"still, this is so dumbfoundingly extraordinary. In a very short while there will be no more of me – and of all the things worldly, of all the affairs and destinies, from then on I will be unaware..." - 2 may 1953, last diary note, ivan bunin.
today in the seaside towns it is a bright sunny morning (but clouding over rapidly) - horsemouth should get out there double quick.
in the last couple of days he's started reading ivan bunin (a russian writer of the turgenev/ chekov variety - though praised by gorky). during the second world war bunin did not flee to america but hid out with his wife and friends in the french alps growing potatoes and living on a starvation diet. the book itself (the elaghin affair and other stories) was formerly the property of prince george's county memorial library (seemingly from jan22 1971 until july 1986) bladensburg, hyattsville and other locations (broadly the region between washington dc and annapolis, maryland. how it then made its way to halcyonandon books in greenwich the lord only knows.
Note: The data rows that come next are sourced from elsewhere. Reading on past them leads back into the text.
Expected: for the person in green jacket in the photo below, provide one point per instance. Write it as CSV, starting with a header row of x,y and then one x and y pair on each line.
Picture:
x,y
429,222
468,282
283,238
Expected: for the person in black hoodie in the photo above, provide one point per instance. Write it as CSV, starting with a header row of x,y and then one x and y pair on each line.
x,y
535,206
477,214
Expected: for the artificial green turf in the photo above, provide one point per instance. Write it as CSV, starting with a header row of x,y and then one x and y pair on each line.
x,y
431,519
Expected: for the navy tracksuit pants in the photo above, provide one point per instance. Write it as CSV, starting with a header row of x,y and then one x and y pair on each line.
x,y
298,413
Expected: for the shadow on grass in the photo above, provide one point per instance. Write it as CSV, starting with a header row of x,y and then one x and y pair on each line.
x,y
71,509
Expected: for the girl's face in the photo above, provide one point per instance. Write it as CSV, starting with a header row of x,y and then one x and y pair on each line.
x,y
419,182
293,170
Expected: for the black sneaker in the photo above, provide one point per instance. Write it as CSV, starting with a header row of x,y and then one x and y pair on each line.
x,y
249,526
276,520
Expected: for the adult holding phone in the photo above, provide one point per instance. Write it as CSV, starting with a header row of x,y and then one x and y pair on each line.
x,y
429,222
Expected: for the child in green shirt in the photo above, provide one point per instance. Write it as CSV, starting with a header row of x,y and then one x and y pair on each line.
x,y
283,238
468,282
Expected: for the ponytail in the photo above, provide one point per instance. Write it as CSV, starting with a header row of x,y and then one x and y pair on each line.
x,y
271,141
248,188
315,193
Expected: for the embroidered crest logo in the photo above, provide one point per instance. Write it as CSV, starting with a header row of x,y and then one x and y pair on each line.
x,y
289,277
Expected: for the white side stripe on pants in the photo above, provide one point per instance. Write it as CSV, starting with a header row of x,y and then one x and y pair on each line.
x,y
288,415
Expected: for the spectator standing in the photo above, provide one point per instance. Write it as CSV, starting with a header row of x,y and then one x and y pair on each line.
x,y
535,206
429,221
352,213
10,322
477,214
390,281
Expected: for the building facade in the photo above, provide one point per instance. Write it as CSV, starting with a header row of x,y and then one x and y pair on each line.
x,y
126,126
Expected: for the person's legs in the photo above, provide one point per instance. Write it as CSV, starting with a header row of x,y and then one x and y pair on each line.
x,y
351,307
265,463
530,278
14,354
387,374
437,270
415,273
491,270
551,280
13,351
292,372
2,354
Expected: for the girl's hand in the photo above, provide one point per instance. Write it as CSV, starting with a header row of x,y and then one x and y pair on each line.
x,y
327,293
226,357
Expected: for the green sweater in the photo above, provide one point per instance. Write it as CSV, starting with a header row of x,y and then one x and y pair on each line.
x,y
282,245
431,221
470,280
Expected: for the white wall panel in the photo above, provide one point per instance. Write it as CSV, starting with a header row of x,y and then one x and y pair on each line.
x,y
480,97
yesterday was the 50th anniversary of the assassination of malcolm x.
also coming from maryland - born in washington dc and raised in the suburb of takoma park - was john aloysius fahey (born february 28, 1939 died february 22, 2001) - horsemouth will be celebrating his birth at the end of the week. today he is celebrating fahey's death. fahey's championing of 'old-timey' music is of course problematic - to a lot of people the old times were bad times and there's no need to be raking all that up again - furthermore he was geographically in the wrong place "how can i be a folk? i'm from the suburbs you know" on the edge of the south (and later in a california totally contrary to his instincts, still later in salem oregon). further the music is difficult to place on a simple folk-art-commercial grid running from pay-the-rent christmastime cheese to collages of modern classical and blues to the somewhat lazy noise/ improv that we think of as radical of his later years (but hey... at least he was working).
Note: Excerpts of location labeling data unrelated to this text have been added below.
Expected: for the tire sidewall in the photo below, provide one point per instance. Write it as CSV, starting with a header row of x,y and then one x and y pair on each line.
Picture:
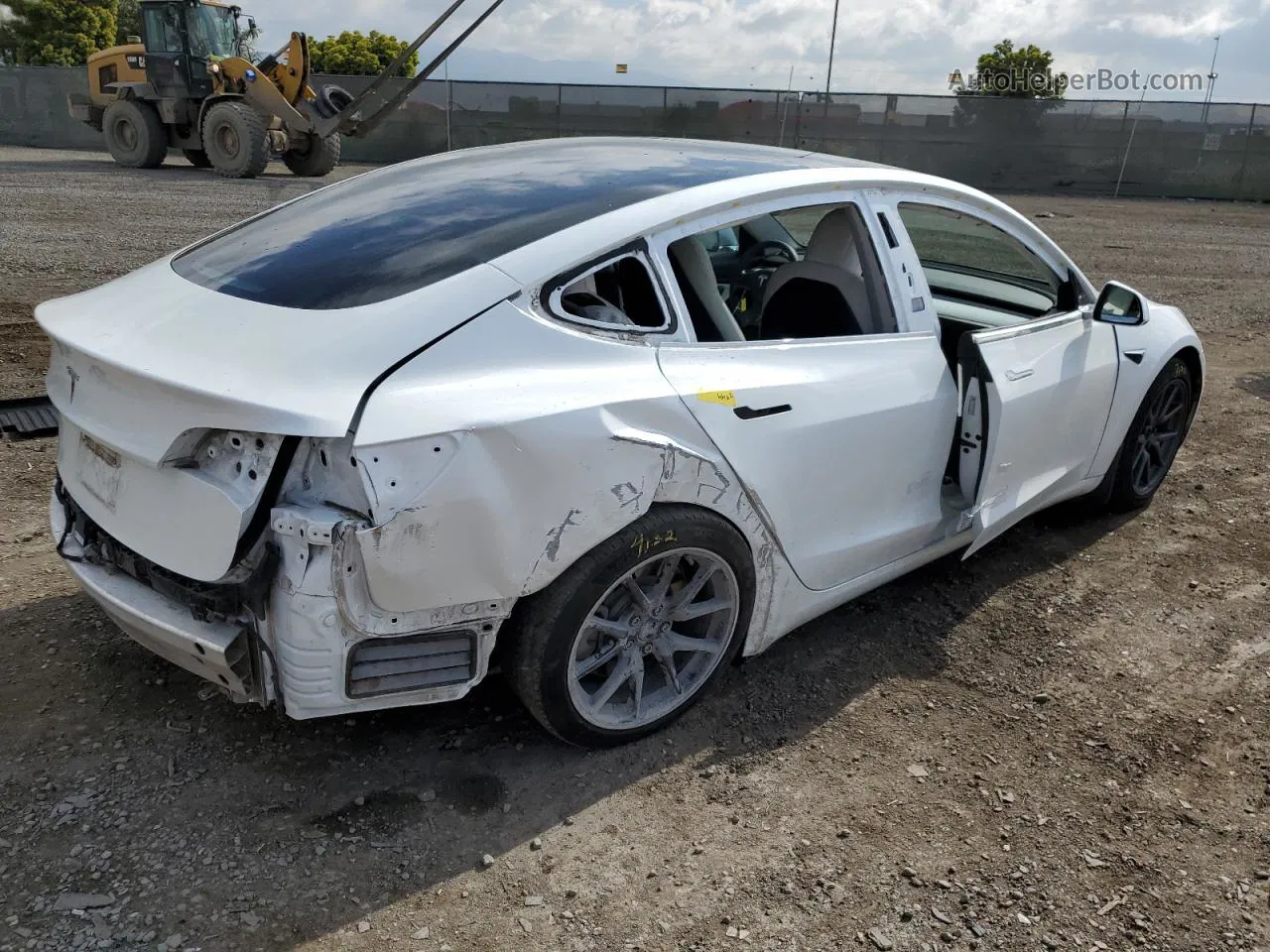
x,y
145,127
616,557
244,122
1123,494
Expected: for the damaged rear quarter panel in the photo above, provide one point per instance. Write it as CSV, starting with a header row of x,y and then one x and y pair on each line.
x,y
540,442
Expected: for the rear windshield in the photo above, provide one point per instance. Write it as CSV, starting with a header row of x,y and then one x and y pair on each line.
x,y
412,225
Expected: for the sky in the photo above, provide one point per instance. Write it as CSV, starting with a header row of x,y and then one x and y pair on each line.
x,y
881,48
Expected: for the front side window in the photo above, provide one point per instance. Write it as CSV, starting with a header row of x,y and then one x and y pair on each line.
x,y
212,35
969,261
795,275
163,30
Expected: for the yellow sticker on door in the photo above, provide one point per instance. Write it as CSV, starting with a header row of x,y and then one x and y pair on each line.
x,y
724,398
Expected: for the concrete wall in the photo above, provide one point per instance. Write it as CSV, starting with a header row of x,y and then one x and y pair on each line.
x,y
1076,146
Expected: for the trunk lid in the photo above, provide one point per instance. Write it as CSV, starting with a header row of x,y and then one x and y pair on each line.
x,y
176,399
150,356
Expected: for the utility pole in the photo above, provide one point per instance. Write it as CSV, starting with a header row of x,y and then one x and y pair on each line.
x,y
1211,79
833,40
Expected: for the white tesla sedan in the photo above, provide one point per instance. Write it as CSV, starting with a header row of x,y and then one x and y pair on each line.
x,y
617,408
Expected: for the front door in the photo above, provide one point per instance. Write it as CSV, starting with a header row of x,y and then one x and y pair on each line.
x,y
167,55
1034,407
841,442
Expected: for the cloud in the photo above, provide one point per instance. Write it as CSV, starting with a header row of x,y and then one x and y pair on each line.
x,y
906,48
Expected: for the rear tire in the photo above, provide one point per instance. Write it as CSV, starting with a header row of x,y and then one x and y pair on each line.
x,y
135,134
318,158
589,661
1155,436
235,140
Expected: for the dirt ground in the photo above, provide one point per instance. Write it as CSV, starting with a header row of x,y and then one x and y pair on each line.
x,y
1060,744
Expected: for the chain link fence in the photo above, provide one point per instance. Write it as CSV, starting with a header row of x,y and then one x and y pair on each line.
x,y
1169,149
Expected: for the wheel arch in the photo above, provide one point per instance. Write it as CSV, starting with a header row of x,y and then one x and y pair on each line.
x,y
1191,356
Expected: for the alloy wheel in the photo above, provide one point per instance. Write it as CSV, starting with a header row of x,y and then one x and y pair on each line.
x,y
1160,436
654,639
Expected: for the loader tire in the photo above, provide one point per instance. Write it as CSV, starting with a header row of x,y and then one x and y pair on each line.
x,y
235,140
135,134
317,158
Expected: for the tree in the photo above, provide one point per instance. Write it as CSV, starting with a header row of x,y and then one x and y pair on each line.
x,y
130,21
353,54
56,32
1011,72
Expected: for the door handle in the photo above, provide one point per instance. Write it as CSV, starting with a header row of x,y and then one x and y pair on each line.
x,y
747,413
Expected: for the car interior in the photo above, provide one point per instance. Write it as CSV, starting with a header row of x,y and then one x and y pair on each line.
x,y
811,273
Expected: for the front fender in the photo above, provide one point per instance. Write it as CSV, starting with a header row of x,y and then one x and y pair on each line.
x,y
1164,335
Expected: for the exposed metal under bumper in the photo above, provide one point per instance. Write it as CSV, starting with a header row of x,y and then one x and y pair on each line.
x,y
213,651
217,651
391,665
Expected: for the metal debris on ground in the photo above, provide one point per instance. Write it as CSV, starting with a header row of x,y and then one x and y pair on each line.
x,y
28,417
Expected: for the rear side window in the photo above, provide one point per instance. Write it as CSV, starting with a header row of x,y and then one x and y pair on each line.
x,y
951,238
619,294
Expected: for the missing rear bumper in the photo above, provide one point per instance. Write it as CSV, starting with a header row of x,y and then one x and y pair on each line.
x,y
206,630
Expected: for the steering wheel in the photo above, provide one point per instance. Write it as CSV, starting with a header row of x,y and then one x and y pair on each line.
x,y
766,252
753,270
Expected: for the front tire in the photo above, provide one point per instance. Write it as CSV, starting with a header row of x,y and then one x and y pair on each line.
x,y
1153,439
633,634
235,140
135,135
316,158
that fahey ended his life in poverty and sickness is held against him. that he had drug and alcohol problems is held against him. there is a don't-try-this-at-home-children moralism that alternates with a fascination for the bohemian existence (as if it was planned) that is cut with a modern disdain for anyone who doesn't have a career in the arts that enables them to sup lattes and sit in coffee shops. (by way of compensation at least he had a beard later). fahey didn't die young and leave us recordings and a reputation as a thoroughly nice fellow (like robbie basho whose life and death horsemouth will be celebrating on saturday or the dude from sparklehorse). if he survived long enough to get ugly at least he got paid to make music still.
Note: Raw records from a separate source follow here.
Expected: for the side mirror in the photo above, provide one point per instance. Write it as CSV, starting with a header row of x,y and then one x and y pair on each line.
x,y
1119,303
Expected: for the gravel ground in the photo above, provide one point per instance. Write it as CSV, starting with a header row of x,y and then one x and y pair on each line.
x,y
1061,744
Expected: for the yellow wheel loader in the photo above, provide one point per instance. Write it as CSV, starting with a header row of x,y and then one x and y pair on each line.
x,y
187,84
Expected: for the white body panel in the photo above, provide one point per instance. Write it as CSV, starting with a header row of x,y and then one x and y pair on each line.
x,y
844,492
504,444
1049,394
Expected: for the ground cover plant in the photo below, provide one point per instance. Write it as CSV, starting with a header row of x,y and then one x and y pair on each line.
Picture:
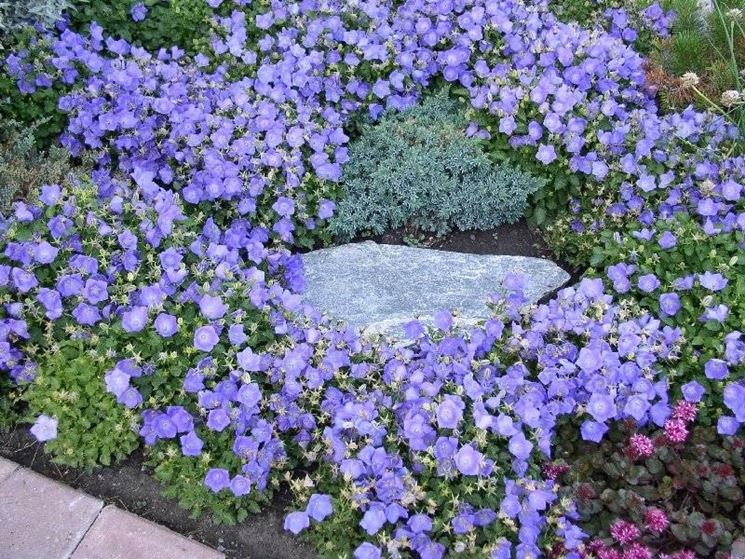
x,y
418,168
169,274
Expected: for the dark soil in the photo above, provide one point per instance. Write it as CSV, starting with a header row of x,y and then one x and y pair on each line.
x,y
129,486
514,239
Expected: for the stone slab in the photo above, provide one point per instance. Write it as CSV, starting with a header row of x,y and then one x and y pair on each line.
x,y
378,288
118,534
40,518
6,468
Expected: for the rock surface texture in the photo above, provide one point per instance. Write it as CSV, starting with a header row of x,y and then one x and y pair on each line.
x,y
378,288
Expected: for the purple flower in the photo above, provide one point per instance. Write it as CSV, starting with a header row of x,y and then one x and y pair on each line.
x,y
217,479
166,325
52,302
648,283
734,399
296,522
212,307
86,315
546,154
593,431
96,291
601,407
366,550
450,412
240,486
44,253
519,446
669,303
667,240
117,381
712,282
249,395
468,460
134,320
373,520
191,444
205,338
693,391
24,281
284,206
138,12
236,334
727,425
716,369
44,428
218,419
319,506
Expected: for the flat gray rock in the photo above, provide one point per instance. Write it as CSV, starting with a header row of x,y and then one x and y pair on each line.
x,y
378,288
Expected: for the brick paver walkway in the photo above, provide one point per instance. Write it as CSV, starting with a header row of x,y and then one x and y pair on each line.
x,y
43,519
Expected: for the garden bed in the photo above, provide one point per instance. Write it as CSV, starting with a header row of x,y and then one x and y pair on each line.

the unfashionable edges (where it is cheap to live) this is where we are going - from the suburbs we came to the suburbs we shall return.
horsemouth has been watching true detective again (this is the kind of thing fahey should have been soundtracking - this, southern comfort, paris texas, deliverance ...) - it's the scale of america (necessitating good cars and being able to drive), that industrial/ rural mix. the pathologisation of the proles continues, history is a source of danger, modernity an incomplete and botched project.